The Malaysian Space Board will be fully launched early next year to enforce the Malaysian Space Board Act 2022 (Act 834) gazetted on Jan 25.
Science, Technology and Innovation Minister Dr Adham Baba said the board would enact regulations related to the act that had been passed to regulate and develop the country's space industry in accordance with international agreements.
"We will set up the space board on an interim basis next month (August). It will be chaired by science, technology and innovation ministry secretary-general Zainal Abidin Abu Hassan, with members from relevant ministries and agencies.
"The board will be responsible for advising the government on matters relating to the preparations for the implementation and administration of the act. This includes monitoring and evaluating the drafting of regulations as well as preparing appropriate guidelines and directives before they come into force in early 2023," he told a news conference after the opening of the International Geoscience and Remote Sensing Symposium 2022 at Kuala Lumpur Convention Centre yesterday.
Adham said Malaysia was one of the first Asean countries to have its own space board, the second after the Philippines.
He said the jurisdiction of the board on space would range from an altitude of 100km above sea level to infinity.
"Currently, companies and industries are advised to register satellites or any space objects that have been launched through the ministry.
"Once the act comes into force, all space objects previously launched will be subject to Act 834 and must be registered within six months from the date the act came into force," he said.
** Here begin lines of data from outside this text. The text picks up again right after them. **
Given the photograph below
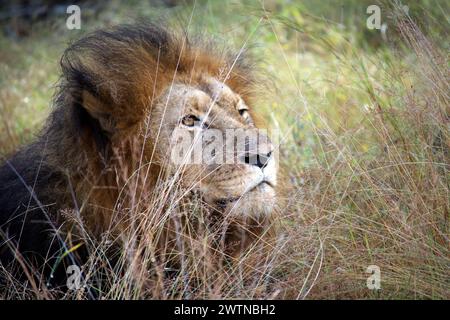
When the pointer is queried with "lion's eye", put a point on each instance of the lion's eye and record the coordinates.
(190, 120)
(243, 113)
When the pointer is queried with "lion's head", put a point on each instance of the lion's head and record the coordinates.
(126, 95)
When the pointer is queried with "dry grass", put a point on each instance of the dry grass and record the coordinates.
(366, 155)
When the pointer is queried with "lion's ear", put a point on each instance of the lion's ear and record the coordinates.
(100, 111)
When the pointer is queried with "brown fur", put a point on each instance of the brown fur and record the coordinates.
(92, 144)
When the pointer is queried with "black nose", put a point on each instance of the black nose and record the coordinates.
(259, 160)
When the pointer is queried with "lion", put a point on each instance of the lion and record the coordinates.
(101, 164)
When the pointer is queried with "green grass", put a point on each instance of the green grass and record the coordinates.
(365, 132)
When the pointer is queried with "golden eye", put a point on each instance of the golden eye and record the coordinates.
(243, 113)
(190, 120)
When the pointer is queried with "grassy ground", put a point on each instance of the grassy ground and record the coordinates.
(365, 128)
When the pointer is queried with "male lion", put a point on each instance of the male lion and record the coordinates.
(102, 164)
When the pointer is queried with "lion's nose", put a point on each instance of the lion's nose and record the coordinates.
(260, 160)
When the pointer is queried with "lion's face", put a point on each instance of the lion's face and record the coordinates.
(239, 178)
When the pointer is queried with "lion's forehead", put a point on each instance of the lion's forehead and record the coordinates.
(210, 96)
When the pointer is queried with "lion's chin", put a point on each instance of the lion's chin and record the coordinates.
(257, 203)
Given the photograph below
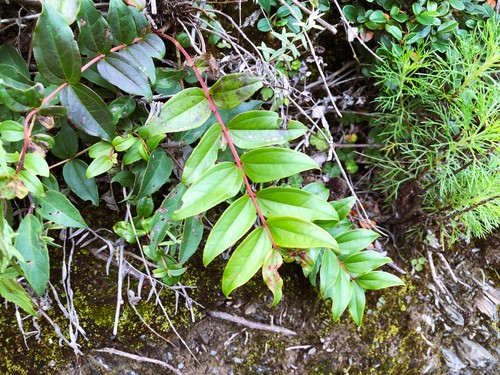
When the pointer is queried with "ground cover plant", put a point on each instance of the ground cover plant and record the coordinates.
(88, 124)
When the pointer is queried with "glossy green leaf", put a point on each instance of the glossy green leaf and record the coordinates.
(100, 165)
(56, 52)
(118, 70)
(58, 209)
(203, 156)
(35, 263)
(88, 112)
(157, 173)
(357, 303)
(246, 260)
(256, 129)
(188, 109)
(328, 273)
(74, 173)
(191, 238)
(364, 261)
(221, 182)
(121, 22)
(236, 220)
(271, 276)
(271, 164)
(342, 292)
(278, 201)
(233, 89)
(68, 9)
(11, 131)
(94, 35)
(355, 240)
(36, 164)
(343, 206)
(378, 280)
(13, 292)
(293, 232)
(163, 216)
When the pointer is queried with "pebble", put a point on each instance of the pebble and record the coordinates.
(474, 353)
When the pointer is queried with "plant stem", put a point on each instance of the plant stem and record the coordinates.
(225, 132)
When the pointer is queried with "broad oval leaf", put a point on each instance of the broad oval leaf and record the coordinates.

Adham also said that having clear rules on the space act would allow the country to invite any operator who wanted to launch space objects in the country.
"If last month, we launched the Measat-3d Satellite in French Guaina, South America, then after this we can launch space objects from within the country.
"Malaysia is suitable for the launch site of space objects because it is located near the equator where the launch of objects into space is closer at a lower cost," he said.